「IQ70未満」が知的障害の認定基準のひとつに
1つ目の「知的機能に障害があること」は、知能検査によって測ることが一般的です。
知能検査は検査機関によって方針が異なりますが、子どもの年齢や発達の程度に応じて、おおむね5歳くらいを境に5歳以下であれば発達検査(新版K式発達検査など)、5歳以上だと知能検査(田中ビネー式やWISC検査)を行うことが多いようです。この検査によって、知能指数(IQ)や発達指数(新版K式では発達指数DQ)が平均よりどのくらい低いかを調べます。
都道府県によって多少の違いはありますが、「IQ70未満」(一部に、「IQ75未満」とするところも)が知的障害の認定基準のひとつになっています。

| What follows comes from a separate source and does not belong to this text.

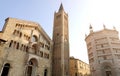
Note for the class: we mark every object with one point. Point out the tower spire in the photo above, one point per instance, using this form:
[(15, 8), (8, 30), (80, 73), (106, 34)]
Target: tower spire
[(61, 7), (91, 29)]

2つ目の認定基準は、その障害が発達期(だいたい18歳まで)に発症していることです。
何かの原因があって大人になってから知的能力に問題が出てきた場合は、知的障害には認定されません。ただこの18歳については、世界の知的障害分野に大きな影響力のあるアメリカ知的・発達障害協会(AAIDD:American Association on Intellectual and Developmental Disabilities)が10年に一度改定している「知的障害:定義、診断、分類および支援体系」(第12版、2021年)では22歳と変更されています(第11版では18歳。日本語訳は令和5年7月現在では11版)。このため将来的には日本でも22歳となる可能性があります。
そして3つ目、「日常生活の困難さ」もポイントです。
例えば、学校に行けなくなったり、仕事が続けられなかったり、対人関係がうまくいかなかったり、何らかの社会的な障害が生じて、初めて「知的障害」と診断されます。
ですので、たとえIQ65でも、とくに支障なく社会で生活できている人には、わざわざ「知的障害ですよ」と認定する必要はありません。それは発達障害も同様です。知的障害も発達障害も、社会生活を送る上での生きづらさがプラスされて、初めて診断がつくものです。